Javier García de Abajo received his PhD from the University of the Basque Country in 1993 and then visited Berkeley National Lab for three years. He was a Research Professor at the Spanish CSIC and in 2013 moved to ICFO-Institut de Ciencies Fotoniques (Barcelona) as an ICREA Research Professor and Group Leader. He is Fellow of both the American Physical Society and the Optical Society of America. García de Abajo has co-authored 300+ articles cited 25,000+ times with a h index of 78 (March 2019 WoK data), including contributions on different aspects of surface science, nanophotonics, and electron microscope spectroscopies.

 


Avraham Gover is a faculty member (emeritus) in the Physical Electronics Department of the Faculty of Engineering in Tel Aviv University.
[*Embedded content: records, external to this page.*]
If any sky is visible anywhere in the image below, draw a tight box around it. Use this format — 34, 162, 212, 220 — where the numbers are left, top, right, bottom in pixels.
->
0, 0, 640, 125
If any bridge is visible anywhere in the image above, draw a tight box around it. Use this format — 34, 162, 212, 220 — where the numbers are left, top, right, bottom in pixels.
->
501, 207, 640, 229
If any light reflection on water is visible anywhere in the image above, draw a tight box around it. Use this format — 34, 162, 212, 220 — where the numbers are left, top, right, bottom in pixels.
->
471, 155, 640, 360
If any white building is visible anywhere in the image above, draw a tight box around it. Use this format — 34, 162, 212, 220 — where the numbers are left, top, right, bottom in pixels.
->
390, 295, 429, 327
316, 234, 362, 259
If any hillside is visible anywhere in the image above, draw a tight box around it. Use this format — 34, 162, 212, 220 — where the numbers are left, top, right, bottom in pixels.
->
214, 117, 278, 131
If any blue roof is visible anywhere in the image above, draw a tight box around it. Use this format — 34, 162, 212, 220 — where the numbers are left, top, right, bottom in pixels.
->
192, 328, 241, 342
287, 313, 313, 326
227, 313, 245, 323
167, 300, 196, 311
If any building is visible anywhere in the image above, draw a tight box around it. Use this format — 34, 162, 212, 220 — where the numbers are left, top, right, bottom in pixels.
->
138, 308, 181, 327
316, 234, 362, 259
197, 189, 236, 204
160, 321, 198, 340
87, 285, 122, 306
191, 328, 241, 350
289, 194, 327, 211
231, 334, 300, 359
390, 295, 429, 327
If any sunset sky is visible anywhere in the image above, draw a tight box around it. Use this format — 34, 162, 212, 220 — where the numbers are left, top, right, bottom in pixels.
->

He has received his B. Sc. and M. Sc. Degrees in Physics from Tel-Aviv University in Israel in 1968 and 1971 respectively. He received his Ph.D. degree in Applied Physics from CALTECH in California U.S.A. in 1975. He is a Fellow of the IEEE and a Fellow of the American Physical Society. In 2005, he was awarded the international FEL prize “in recognition for his outstanding contributions to Free Electron Laser science and technology”. He is one of the pioneers of the field of Free Electron Lasers (FEL), and one of the leading experts in this field for the last thirty years.  Gover has participated in numerous international FEL projects in the U.S. and other countries.  In 2005 he served as a member of the “Soft X-Ray Free Electron Laser Committee” of ESFRI (EU), charged of preparing a road map of the long term scientific infrastructure development of the European Union Commission. He has presently scientific collaborative projects on FEL science with UCLA, SLAC and Stanford University. Gover’s expertise is in both the theoretical and experimental fields of lasers and quantum electronics, and his main contribution. He has contributed to the development of numerous innovative theoretical and experimental concepts in the field of free electron radiation sources. These include the identification of the common high gain and collective regime dispersion relation of FEL and a large variety of free electron radiation sources, the theory of Quantum-FEL and other quantum radiation sources and fundamental relations of spontaneous and stimulated emission, Smith-Purcell FEL, Electrostatic schemes and concepts of pre-bunched beam FEL – superradiant and stimulated superradiant FELs and the Tapering Enhanced Stimulated Superradiant Amplifier (TESSA). His comprehensive theoretical model of FEL and e-beam radiation devices is published in the chapter on Lasers/FEL in the Encyclopedia of Modern Optics.

 


Pieter Kruit  is full professor of physics at Delft University of Technology in the Netherlands. He has had a chair in charged particle optics since 1989. He is (co)author of over 200 publications, author of 50 international patents, and supervisor of 35 PhD dissertations. His research is related to the development of electron- and ion-optical instruments for microscopy or nano-lithography. His innovative designs often use MEMS structures. He is presently applying this technology in designs for a Quantum Electron Microscope where the non-demolition principles are investigated for application in low dose microscopy.  Most of his work is performed in cooperation with industry. Based on his work he founded, with his graduates, the companies MAPPER Lithography and. DELMIC. Among his organizational responsibilities was the editorship of Ultramicroscopy.